De costas para ela, caminho até meu quarto, com lágrimas nos olhos. Pela primeira vez, eu me sinto distante de minha filha.
A sensação é terrível.
Em frente ao espelho, enxugo meu rosto e capricho na maquiagem. Meus olhos se destacam sob a ação do lápis e sombra escuros e rímel daqueles que curvam meus cílios ao máximo. Cílios grossos que quase alcançam as sobrancelhas. Opto por um batom mais suave. Não quero chocar seu amigo com meu look 'puta vencida'. A puta que já foi amada antes de um pai angelical surgir e tomar o meu lugar.
- Que ódio. - Resmungo calçando minhas botas texanas, cano longo. Poderia calçar as que cobrem meus joelhos, mas a intenção não é retornar aos velhos tempos do 'job'. Logo, procuro por um vestido largo, em viscose, florido, com cadarços abaixo de meus seios. - Perfeito. - Digo ao meu reflexo. A raiva cresce dentro de mim quando rasgo as ataduras e as retiro de minha cabeça. - Que horror. Meu cabelo tá uma merda. - Improvisando uma trança, sinto dor nos pontos e a raiva crescer. Minha visão embaça. Tonta, fecho os olhos. Ao abri-los novamente, eu a vejo sorrir para mim. De volta ao controle, puxo o lençol de nossa cama e o arremesso sobre o espelho, cobrindo-o por completo. Num tom sarcástico, alerto. - No. Nay. Never. Hoje quem manda sou eu, Eileen!
Retornando à sala, anuncio.
- Estou pronta. - Vincenzo deixa escapar um 'wow' antes de se levantar do sofá e me elogiar. - Obrigada. Vamos. - Digo friamente. - Não devemos atrasar o ensaio.
- Vc tá linda, mamãe. - Sorrio ainda temendo que 'a outra' tome o meu corpo.
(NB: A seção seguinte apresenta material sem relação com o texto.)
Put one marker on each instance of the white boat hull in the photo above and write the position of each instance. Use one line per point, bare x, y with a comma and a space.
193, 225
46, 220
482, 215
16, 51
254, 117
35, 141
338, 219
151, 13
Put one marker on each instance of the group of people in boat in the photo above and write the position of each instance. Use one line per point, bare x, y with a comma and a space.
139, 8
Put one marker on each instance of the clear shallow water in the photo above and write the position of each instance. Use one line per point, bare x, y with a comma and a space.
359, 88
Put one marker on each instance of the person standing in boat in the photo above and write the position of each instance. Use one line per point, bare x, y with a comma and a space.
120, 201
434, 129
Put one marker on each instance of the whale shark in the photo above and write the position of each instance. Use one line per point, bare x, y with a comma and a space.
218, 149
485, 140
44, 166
Dentro do carro, concluo que a raiva alimenta Eileen. Emoção alimenta Anahita. Se descobrir quais são os sentimentos que atraem 'as outras', talvez eu consiga total controle sobre as personalidades. Talvez, seja o início da cura. Vincenzo, ao volante, pousa sua mão sobre a minha coxa e murmura.
- Essa é uma grande descoberta, Dess.
- Não me diga. - Zombo. - Conhece o significado da palavra 'privacidade'?
- Vc tá linda.
- Vá pro inferno. - Rosno antes de sair do carro e encarar pais e alunos no estacionamento do colégio do tão aguardado ensaio do baile à fantasia de crianças irritantemente alegres. Vincenzo, ao meu lado, entrelaça os dedos de sua mão aos meus. - Não vou fazer escândalo. - Aviso, magoada. - Fique tranquilo.
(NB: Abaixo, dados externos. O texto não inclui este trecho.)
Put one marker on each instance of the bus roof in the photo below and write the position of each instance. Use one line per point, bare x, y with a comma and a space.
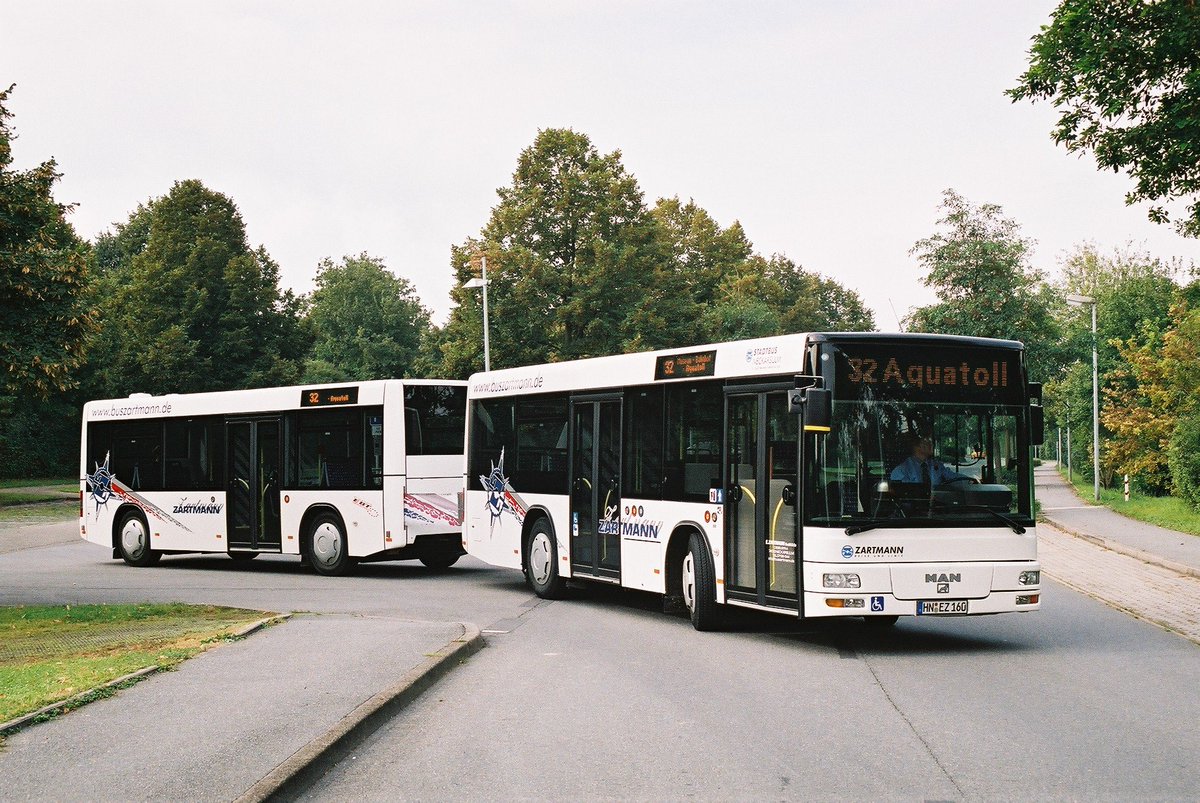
781, 354
253, 400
- Dess. Eu te amo de qualquer jeito. Seja vc mesma. - Engulo em seco e deixo escapar um riso bobo assim que ele me pede. - Não chora. Vai borrar sua esplêndida maquiagem.
- Ok. - Antoine corre até seus amigos. Eles se abraçam enquanto me apoio em Vincenzo. Temo tropeçar ou saltar sobre os pais que me olham com estranheza. Vincenzo caminha ao meu lado e, num ato solidário, encaixa sua mão em minha cintura, puxando-me para si. Confiante, sussurro. - Obrigada.
- Ainda quer me bater?
- Muito. - Afirmo ao me sentar na arquibancada do pátio esportivo do colégio. A algazarra entre alunos e professores abafam minhas palavras. - Vc não sabe o quanto. Em casa, a gente conversa. - Roçando os dedos em minha nuca, ele confessa.
- Estou ansioso.
O ensaio foi um desastre. Não havia controle dos professores sobre os alunos reunidos em bandos. Da arquibancada, avisto Antoine cercada por meninos e meninas que lutam por sua atenção. Graças ao 'meu barraco', agora, eles a adoram. Isso é bom. Se precisasse, faria outro escândalo. Tudo o que desejo é ver minha filha feliz.
- Ainda com raiva de mim?
- Raiva??? Eu???
- Dess, conversa comigo.
- Estou tomando banho. Esse cabelo tá um nojo de sujo. Me deixa em paz.
- Quer que eu te ajude a lavar? - Do box, com os olhos fechados, ameaço.
- Não se atreva. É melhor ficar distante de mim hoje.
- Não consigo. - Diz ele antes de sair do banheiro. Sorrio assim que ouço uma de minhas canções prediletas vinda do quarto. - Essa é nova, Dess. Tipo. Uma canção velha, mas é nova pra mim.